By Nadine Cafaro; Edited and Packaged by Annemarie Durkin
New Paltz, N.Y.– After a shocking set of numbers was released about hard-to-count communities in New York, people fear a decrease in federal funding due to the chance of children under five being undercounted in the upcoming 2020 Census.
The importance of this age group being reported, combined with other miscounted groups, can have a drastic effect on federal funding. Programs like Head Start and the Preschool Development Grant Program receive these grants, but federal funding also applies to after school care, daycares, health insurance for children, and low income families.
Roughly 5% of children worldwide were not counted in 2010. The amount of funding provided to local governments, social service programs and nonprofits is directly related to the population in a community. Without a more accurate count in 2020, there will be a lack of funding for children-based programs.
In Ulster County alone, there is a population of approximately 178,599 people. Of that, 4 percent are children aged 5 and under. In 2010, an estimated 6 percent of this age group was miscounted in Ulster County. Though it seems like a low number, counting most of them is vital to ensure that these programs continue to receive funding.
So, local leaders and community support groups are urging local families to count their children in the upcoming census. Households where children are omitted often are situations where the guardians are not their biological parents. Some households are children living with grandparents, guardians, non-nuclear situations, or renter-occupied.
However, local officials and Census helpers still ask these complex households to include their children.
The results of the Census also directly affect the funding spent by states. Warren Brown, senior research associate at Cornell University’s Institute for Social and Economic Research, and director of Cornell’s applied demographics, will be working his fifth Census in 2020.
Brown says Andrew Reamer, research professor at George Washington University, has produced a series of reports on Census funding.

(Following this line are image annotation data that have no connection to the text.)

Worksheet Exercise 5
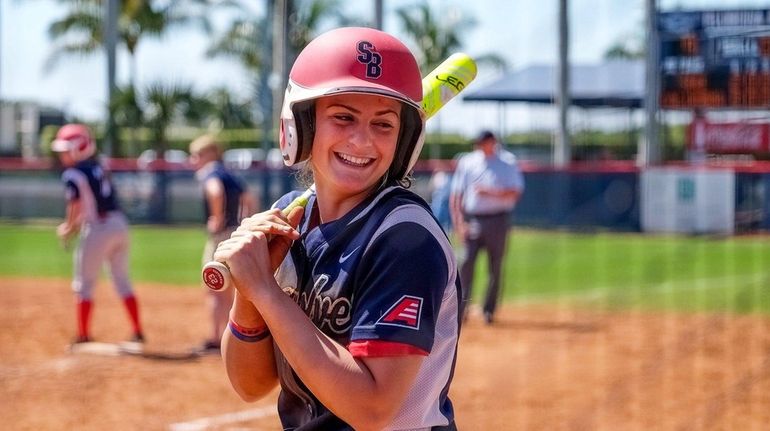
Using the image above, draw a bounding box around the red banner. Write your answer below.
[687,119,770,154]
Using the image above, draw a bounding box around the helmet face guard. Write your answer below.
[280,27,425,180]
[51,124,96,162]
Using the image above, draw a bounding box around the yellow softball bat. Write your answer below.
[422,52,476,118]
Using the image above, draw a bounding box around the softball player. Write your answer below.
[215,28,460,430]
[51,124,144,343]
[190,135,257,354]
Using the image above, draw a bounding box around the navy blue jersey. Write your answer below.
[62,159,120,222]
[203,162,246,229]
[276,187,460,430]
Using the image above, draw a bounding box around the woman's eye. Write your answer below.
[334,114,353,121]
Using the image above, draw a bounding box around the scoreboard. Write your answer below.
[657,9,770,109]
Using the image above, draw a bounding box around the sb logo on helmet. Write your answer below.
[357,40,382,79]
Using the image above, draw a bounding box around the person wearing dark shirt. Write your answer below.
[190,135,257,353]
[51,124,144,343]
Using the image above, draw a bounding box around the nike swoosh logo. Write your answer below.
[340,245,361,263]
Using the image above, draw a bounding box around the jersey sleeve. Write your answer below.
[449,156,467,194]
[348,216,449,357]
[61,169,80,202]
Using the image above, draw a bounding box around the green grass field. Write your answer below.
[0,223,770,314]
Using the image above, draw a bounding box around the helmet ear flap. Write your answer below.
[388,103,424,184]
[291,100,315,163]
[280,100,315,166]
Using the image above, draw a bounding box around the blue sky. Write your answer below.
[0,0,770,134]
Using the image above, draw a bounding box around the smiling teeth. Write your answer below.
[337,153,372,166]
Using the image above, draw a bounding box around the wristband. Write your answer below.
[227,319,270,343]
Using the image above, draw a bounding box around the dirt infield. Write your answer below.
[0,279,770,430]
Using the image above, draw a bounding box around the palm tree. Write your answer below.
[46,0,216,85]
[45,0,219,154]
[109,85,144,157]
[206,0,357,142]
[396,0,506,158]
[396,0,506,72]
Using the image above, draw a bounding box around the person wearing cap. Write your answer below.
[51,124,144,343]
[214,27,461,431]
[190,134,257,354]
[449,130,524,324]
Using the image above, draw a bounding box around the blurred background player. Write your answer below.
[190,135,257,353]
[51,124,144,343]
[215,28,460,431]
[450,130,524,324]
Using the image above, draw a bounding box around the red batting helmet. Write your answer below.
[280,27,425,180]
[51,124,96,162]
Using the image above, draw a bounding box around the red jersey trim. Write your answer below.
[348,340,429,358]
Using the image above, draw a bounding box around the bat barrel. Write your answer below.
[422,52,477,118]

“For federal spending alone, Reamer documents that in the 2017 fiscal year, 316 federal spending programs relied on 2010 Census-derived data to distribute $1.5 trillion to state and local governments, nonprofits, businesses, and households across the nation,” Brown said.

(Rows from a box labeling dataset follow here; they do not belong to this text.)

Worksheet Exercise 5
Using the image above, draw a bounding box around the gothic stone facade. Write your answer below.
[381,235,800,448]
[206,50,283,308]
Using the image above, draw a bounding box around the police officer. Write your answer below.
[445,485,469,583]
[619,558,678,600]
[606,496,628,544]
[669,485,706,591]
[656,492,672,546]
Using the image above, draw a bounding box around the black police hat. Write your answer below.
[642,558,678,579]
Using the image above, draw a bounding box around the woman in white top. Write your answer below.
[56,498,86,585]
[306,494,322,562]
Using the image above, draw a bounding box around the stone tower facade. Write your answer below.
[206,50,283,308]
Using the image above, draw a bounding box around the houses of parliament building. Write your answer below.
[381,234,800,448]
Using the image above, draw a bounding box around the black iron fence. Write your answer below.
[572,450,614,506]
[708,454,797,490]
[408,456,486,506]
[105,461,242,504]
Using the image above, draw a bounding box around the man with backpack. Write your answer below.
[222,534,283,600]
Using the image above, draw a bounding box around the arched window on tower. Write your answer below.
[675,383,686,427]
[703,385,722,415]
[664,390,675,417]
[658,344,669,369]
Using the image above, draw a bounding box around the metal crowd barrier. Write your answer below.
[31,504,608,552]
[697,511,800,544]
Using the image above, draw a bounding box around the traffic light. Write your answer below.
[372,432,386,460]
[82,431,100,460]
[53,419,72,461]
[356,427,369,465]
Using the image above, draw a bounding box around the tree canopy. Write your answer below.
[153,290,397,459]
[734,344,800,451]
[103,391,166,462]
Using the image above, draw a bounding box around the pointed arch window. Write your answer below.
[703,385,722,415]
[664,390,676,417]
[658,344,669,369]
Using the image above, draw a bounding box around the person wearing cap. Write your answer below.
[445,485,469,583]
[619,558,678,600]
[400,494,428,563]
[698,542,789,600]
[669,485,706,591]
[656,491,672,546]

In Reamer’s research, he lists all of the 316 programs. However, Brown says this still does not include funds spent by states, local governments, and private businesses.
“In New York state, sales tax collections are distributed to local governments on the basis of the census count, not on where the sales took place,” Brown said.
Brown also acknowledges that children under 5 being accurately reported is extremely important. He cites the federal Children’s Health Insurance Program and the Federal and State Nutrition Assistance Program for Women, Infants, and Children for Allocating Funds as just two very important programs that depend on an accurate count.
“Many of the programs and services that are aimed at children use these data to make funding and program delivery decisions,” Brown said.
Brown also notes that local school districts rely on this data for enrollment planning, decisions about hiring teachers and building schools.
To make more people aware, the Census Bureau distributed press releases and flyers with knowledge on how to inform others to report children under 5, including newborn babies due to the binding needs.
Robert Leibowitz, 44-year-old principal planner for Ulster County assists in researching census and demographic data. The Ulster County Planning Department is a New York Census data affiliate and Leibowitz is the contact for the county.
“Usually, the result of families not including younger children on the form is a lack of awareness of the Census to this target,” Leibowitz said.
Leibowitz spends time with the planning department posting hard-to-count maps to educate those on why it is important to be aware.
Leibowitz explains that federal funding does not just directly influence non-profits and different services, but also the ability to conduct census work.
“Greater funding expands the Census Bureau’s reach and ability to conduct thorough follow-up and in-person visits,” Leibowitz said.
Further down in Reamer’s research, he says, regarding the Census, “It’s a lot of money, it’s complicated, and it depends.”
“Depends” meaning that it differs from program to program and relies on an accurate count.
In other words, the Census Bureau is dense, but vital, and its accuracy depends on how many residents complete it.